As heir to the Duchy of Bouillon, her husband was styled prince de Turenne. The couple were married on 1 February 1696 in the chapel of the Hôtel de Crequi, Paris, the town house of her maternal grandfather. The couple had seven children, two of whom had further issue.

Through her father, she was a second cousin of the French regent Philippe, duc d'Orléans.
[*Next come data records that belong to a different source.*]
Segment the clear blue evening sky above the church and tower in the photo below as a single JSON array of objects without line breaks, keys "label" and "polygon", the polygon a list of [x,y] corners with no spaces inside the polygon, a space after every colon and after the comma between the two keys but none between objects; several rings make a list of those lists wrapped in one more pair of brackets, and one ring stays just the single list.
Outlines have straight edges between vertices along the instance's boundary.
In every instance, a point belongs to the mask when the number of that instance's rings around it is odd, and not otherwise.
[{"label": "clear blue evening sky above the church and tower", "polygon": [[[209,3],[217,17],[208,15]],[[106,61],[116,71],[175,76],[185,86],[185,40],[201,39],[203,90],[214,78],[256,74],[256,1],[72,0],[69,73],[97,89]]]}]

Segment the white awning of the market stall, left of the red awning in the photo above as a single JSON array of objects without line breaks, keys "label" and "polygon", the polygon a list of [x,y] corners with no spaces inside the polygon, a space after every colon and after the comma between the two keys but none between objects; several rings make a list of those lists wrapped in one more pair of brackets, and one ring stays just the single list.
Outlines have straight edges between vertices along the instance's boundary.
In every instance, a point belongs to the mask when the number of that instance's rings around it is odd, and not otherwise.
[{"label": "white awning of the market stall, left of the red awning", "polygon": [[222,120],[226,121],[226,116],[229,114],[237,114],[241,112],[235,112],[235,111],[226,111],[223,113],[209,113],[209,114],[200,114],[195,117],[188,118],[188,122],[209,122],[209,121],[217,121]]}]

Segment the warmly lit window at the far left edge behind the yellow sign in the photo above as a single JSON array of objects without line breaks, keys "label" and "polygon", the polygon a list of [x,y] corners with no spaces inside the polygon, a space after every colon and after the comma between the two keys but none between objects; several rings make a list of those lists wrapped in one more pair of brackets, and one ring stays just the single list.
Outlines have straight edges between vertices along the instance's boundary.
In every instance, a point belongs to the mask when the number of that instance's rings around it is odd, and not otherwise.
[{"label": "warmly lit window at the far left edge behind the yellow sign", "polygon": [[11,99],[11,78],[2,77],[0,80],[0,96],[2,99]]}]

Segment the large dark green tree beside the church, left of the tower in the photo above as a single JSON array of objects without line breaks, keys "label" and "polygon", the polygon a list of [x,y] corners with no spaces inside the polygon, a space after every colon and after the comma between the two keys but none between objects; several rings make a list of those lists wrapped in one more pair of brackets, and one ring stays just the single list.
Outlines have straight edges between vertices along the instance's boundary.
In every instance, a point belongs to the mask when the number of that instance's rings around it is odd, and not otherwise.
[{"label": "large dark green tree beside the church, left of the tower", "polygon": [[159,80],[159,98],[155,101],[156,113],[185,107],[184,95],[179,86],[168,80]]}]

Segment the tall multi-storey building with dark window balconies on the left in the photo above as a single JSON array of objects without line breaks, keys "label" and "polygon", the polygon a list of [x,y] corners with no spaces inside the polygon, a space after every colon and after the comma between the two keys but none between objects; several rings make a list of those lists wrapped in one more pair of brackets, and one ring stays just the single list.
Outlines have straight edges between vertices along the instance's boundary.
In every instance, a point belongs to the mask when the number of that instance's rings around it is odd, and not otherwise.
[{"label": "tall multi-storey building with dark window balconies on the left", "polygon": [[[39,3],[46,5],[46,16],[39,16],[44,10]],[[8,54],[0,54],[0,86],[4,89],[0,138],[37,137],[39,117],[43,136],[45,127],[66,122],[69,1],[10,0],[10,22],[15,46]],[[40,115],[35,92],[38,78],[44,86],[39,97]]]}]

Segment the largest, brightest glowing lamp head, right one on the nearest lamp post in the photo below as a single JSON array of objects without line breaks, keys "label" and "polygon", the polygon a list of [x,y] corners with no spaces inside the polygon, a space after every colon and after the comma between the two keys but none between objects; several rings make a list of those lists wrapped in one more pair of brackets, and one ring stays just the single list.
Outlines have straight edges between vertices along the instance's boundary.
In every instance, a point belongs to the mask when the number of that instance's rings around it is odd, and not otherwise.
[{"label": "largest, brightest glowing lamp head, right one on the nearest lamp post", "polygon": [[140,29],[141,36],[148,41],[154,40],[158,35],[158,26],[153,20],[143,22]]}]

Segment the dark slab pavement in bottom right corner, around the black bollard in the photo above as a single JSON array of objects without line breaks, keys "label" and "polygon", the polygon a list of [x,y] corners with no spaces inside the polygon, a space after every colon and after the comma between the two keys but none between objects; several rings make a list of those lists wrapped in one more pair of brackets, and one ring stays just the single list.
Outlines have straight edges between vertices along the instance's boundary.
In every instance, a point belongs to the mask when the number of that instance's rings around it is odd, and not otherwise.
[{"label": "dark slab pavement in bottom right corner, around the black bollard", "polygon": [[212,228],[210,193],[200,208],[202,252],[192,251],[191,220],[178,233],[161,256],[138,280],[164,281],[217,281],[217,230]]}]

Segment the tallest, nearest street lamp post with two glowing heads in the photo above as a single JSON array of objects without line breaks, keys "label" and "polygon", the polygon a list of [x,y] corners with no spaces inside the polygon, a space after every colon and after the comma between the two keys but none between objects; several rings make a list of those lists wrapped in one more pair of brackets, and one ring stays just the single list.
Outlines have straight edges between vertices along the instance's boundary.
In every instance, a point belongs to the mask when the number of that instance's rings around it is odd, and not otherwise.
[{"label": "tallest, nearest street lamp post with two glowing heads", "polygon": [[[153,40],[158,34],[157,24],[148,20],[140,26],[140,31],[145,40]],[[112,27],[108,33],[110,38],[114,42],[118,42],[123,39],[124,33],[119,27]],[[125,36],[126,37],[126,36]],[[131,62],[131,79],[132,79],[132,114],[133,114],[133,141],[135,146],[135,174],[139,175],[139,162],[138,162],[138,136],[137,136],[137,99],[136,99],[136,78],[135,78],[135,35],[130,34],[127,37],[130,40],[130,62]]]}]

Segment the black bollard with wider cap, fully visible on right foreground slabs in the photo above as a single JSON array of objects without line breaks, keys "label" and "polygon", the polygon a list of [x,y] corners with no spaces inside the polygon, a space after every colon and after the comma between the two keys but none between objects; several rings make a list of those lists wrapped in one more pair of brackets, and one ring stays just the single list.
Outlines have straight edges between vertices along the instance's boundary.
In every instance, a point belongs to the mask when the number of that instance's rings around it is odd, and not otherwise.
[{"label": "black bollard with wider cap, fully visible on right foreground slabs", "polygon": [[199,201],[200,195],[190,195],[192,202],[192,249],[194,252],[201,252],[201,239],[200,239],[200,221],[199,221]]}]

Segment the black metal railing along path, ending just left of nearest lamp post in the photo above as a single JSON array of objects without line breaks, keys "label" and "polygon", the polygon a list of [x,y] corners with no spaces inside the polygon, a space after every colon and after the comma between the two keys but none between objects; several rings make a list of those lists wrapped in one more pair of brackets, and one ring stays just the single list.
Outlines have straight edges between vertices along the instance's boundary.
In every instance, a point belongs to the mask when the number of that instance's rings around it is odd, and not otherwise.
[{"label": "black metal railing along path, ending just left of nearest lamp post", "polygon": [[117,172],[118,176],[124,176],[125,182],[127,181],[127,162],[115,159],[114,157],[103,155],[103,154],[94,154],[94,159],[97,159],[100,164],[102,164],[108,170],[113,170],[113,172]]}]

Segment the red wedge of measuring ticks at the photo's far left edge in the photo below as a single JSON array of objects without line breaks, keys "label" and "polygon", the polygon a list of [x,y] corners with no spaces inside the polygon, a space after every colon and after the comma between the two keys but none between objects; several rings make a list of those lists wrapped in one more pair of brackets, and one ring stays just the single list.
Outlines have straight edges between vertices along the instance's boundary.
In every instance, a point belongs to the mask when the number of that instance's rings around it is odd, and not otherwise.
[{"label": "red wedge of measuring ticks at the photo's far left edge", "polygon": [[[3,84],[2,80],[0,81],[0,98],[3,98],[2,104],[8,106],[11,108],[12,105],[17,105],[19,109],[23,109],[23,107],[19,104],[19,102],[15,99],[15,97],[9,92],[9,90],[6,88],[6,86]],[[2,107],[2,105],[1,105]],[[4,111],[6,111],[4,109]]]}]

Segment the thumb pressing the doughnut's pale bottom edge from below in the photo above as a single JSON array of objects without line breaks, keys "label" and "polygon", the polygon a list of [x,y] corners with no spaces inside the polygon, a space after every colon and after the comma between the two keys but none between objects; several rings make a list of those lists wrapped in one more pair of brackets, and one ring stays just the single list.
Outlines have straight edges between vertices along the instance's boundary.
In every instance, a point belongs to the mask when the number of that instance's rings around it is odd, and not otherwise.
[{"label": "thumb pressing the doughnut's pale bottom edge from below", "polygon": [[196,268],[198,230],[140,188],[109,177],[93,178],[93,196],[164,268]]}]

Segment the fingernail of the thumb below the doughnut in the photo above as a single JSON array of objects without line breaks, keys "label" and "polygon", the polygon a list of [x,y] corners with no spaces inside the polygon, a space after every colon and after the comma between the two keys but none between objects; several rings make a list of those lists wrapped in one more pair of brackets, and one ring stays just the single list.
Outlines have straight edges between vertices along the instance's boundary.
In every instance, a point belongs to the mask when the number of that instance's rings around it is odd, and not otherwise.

The princess de Turenne died in Paris at the Hôtel de Bouillon in Paris. Her husband went on to marry three more times; firstly in 1719 to Louise Françoise Angélique Le Tellier (died 1719) a grand daughter of Louvois; again in 1720 to Anne Marie Christiane de Simiane (died 1722) and again in 1725 to Louise Henriette Françoise de Lorraine.

==Issue==

1. Armande de La Tour d'Auvergne (28 August 1697 - 13 April 1717) married Louis de Melun, Prince d'Epinoy, duc de Joyeuse (1694–1724).
2. Marie Madeleine de La Tour d'Auvergne (22 October 1698 - 25 September 1699) died in infancy.
3. X de La Tour d'Auvergne (28 December 1699 - 30 December 1699) died in infancy.
4. Godefroy Maurice de La Tour d'Auvergne (4 May 1701 - 9 January 1705); died in infancy.
5. Frédéric Maurice Casimir de La Tour d'Auvergne, prince de Turenne (24 October 1702 - 1 October 1723); married Maria Carolina Sobieski, daughter of James Louis Sobieski and sister of Maria Clementina Sobieski; died in an accident at Strassburg; no issue.
6. Marie Hortense Victoire de La Tour d'Auvergne (27 January 1704 - 1741); married Charles Armand René de La Trémoille and had issue.
7. Charles Godefroy de La Tour d'Auvergne, Duke of Bouillon (16 July 1706 - 24 October 1771); married his brother's widow, Maria Karolina Sobieski, and had issue.